Rasyonel teolojinin kısmen somutlaştığı Tanrı tasavvuru, “teizm”dir. Kısmen somutlaştığı diyoruz çünkü Rasyonel Teoloji, felsefeye bağlanmış iken yani felsefenin kurallarına bağımlı iken, teizmin bu bağımlılığı aştığını düşünüyoruz. Çifte hakikat meselesinde bu durumu bariz bir şekilde görmekteyiz. Orada Rasyonel teolojinin hareket noktası: akıl ve vahyin çatıştığı söylenen noktada dogmayı akla uydurma gayreti görülüyordu.

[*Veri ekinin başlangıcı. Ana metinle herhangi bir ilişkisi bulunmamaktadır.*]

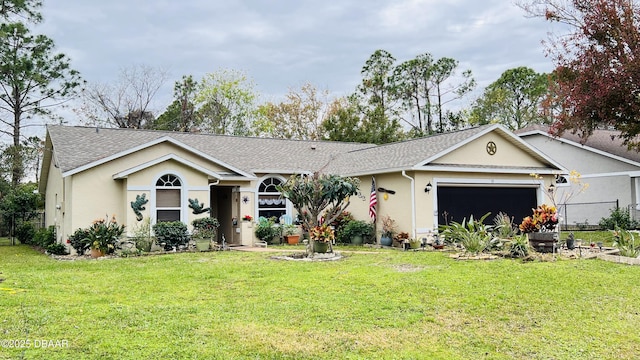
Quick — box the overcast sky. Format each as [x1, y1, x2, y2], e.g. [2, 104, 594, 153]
[34, 0, 552, 124]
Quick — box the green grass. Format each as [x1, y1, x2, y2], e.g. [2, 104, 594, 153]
[0, 246, 640, 359]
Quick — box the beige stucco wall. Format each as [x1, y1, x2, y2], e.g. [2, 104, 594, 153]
[64, 144, 230, 240]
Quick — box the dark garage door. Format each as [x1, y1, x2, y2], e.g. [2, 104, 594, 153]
[438, 185, 537, 224]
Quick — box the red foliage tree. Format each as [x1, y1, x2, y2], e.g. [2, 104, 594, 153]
[519, 0, 640, 150]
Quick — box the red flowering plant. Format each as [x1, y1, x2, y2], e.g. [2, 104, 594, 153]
[309, 224, 335, 242]
[519, 204, 558, 233]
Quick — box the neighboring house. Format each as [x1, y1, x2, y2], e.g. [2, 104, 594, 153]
[39, 125, 566, 245]
[517, 125, 640, 226]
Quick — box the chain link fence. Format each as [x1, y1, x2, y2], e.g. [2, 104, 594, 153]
[558, 200, 616, 230]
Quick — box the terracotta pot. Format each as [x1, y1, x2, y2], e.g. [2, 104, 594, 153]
[527, 232, 558, 253]
[313, 241, 329, 254]
[196, 239, 211, 251]
[351, 235, 364, 245]
[285, 235, 300, 245]
[91, 249, 104, 259]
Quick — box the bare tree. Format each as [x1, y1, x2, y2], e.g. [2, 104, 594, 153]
[76, 65, 168, 129]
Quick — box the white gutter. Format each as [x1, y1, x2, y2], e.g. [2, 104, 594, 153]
[402, 170, 416, 239]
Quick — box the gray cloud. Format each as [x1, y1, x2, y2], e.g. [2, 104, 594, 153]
[38, 0, 551, 116]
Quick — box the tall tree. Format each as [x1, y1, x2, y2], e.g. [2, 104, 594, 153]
[431, 57, 476, 132]
[322, 95, 404, 144]
[0, 23, 82, 185]
[393, 54, 433, 135]
[519, 0, 640, 150]
[76, 64, 168, 129]
[153, 75, 199, 132]
[196, 70, 258, 136]
[254, 83, 331, 140]
[357, 50, 397, 119]
[470, 66, 549, 130]
[349, 50, 402, 144]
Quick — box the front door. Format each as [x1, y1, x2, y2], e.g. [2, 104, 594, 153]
[209, 186, 234, 243]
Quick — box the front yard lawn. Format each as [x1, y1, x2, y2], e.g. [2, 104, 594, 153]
[0, 246, 640, 359]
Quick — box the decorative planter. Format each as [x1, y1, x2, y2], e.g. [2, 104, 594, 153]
[267, 236, 282, 245]
[313, 241, 329, 254]
[91, 249, 104, 259]
[196, 238, 211, 251]
[351, 235, 364, 245]
[285, 235, 300, 245]
[527, 232, 558, 253]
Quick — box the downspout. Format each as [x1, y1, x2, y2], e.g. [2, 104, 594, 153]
[402, 170, 416, 239]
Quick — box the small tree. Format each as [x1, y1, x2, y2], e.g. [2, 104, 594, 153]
[278, 172, 360, 254]
[0, 184, 41, 245]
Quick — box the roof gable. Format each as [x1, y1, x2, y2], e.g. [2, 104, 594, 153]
[62, 136, 253, 178]
[43, 125, 375, 178]
[516, 125, 640, 167]
[328, 124, 566, 176]
[424, 124, 564, 173]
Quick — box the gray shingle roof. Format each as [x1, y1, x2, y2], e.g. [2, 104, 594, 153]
[328, 126, 489, 175]
[47, 125, 375, 173]
[47, 125, 544, 176]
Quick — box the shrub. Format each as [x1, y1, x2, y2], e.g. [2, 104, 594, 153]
[69, 228, 91, 255]
[440, 213, 500, 254]
[47, 243, 68, 255]
[331, 211, 355, 241]
[599, 208, 639, 230]
[493, 212, 517, 239]
[191, 216, 220, 239]
[87, 216, 124, 254]
[255, 217, 280, 243]
[153, 221, 189, 250]
[613, 226, 640, 257]
[133, 217, 153, 252]
[15, 222, 36, 245]
[33, 225, 56, 249]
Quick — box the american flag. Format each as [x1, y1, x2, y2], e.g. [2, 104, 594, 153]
[369, 176, 378, 222]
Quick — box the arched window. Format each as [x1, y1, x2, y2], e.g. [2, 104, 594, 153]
[258, 177, 287, 219]
[156, 174, 182, 222]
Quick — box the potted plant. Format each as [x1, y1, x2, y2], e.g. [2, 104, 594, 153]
[282, 224, 300, 245]
[339, 220, 373, 245]
[309, 224, 335, 253]
[254, 217, 280, 244]
[380, 215, 397, 246]
[519, 204, 558, 252]
[85, 215, 124, 258]
[393, 231, 409, 247]
[191, 217, 220, 251]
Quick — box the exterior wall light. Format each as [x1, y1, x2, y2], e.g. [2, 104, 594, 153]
[424, 181, 433, 193]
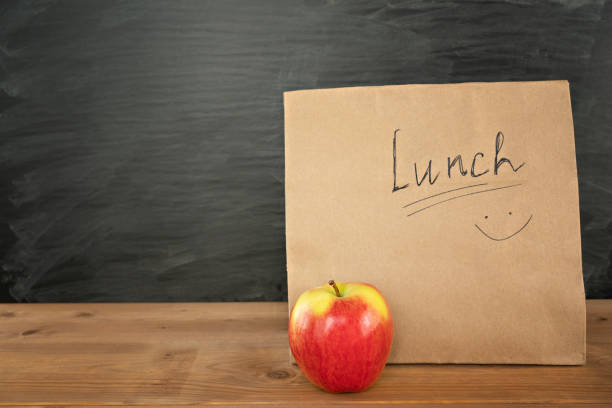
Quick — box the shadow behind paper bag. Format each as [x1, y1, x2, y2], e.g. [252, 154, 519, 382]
[285, 81, 585, 364]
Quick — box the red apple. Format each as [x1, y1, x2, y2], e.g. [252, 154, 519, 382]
[289, 281, 393, 393]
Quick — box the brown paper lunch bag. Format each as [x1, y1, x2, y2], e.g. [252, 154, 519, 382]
[284, 81, 586, 365]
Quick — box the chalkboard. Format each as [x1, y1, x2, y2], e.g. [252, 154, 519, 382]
[0, 0, 612, 302]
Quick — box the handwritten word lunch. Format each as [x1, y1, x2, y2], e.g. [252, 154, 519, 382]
[393, 129, 525, 192]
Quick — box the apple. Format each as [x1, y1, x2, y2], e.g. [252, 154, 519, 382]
[289, 280, 393, 393]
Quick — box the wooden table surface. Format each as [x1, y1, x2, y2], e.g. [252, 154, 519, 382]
[0, 300, 612, 407]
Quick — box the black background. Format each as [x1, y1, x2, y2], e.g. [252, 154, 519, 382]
[0, 0, 612, 302]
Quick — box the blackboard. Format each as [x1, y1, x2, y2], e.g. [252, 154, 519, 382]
[0, 0, 612, 302]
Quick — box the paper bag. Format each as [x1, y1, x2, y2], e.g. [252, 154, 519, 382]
[284, 81, 585, 364]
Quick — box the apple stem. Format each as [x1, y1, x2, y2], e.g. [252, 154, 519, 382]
[327, 279, 341, 297]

Bir diğer husus teizmin, Tanrının aşkınlığı ve Tanrının zat oluşunu kabul etmekle rasyonel teolojinin Tanrıyı bir ilke, sistemi tamamlayan bir mütemmim cüz olarak görme tehlikesinden de uzak durmuştur. Burada teizmin felsefeyi memnun etme gayretinin olmadığını görüyoruz. O halde teizm nedir? Teizm:Var olan her şeyin yaratıcısı olan, mutlak, sınırsız bir bilgi ve güç sahibi olan bir Tanrı’nın varlığına inanma, dahası doğanın üstünde ve ötesinde olan, yani evrene aşkın olan bir Tanrıya duyulan inancı ifade eder. Bu durumda Tanrı yarattığı varlıktan ayrı olan, fakat kendisini yarattıkları aracılığıyla gösteren, ibadet ve itaate en yüksek ölçüde layık olan varlıktır. Tanrı; yaratıcı, varoluşun ve değerin kaynağı ve koruyucusudur . Teizme göre Tanrı aşkın ve içkin olmanın yanında, öncesiz ve sonrasız, varlığı zorunlu olan(vacibü’l vücud) dur. Her türlü yetkinliğe sahiptir. Bileşik ve maddi bir varlık değildir. Maddi âlemin nedensellik ilişkisinden uzaktır. O sadece zihinde var olan bir isim(nomina) değildir, metafiziksel bir varlığı ve zati yönü mevcuttur.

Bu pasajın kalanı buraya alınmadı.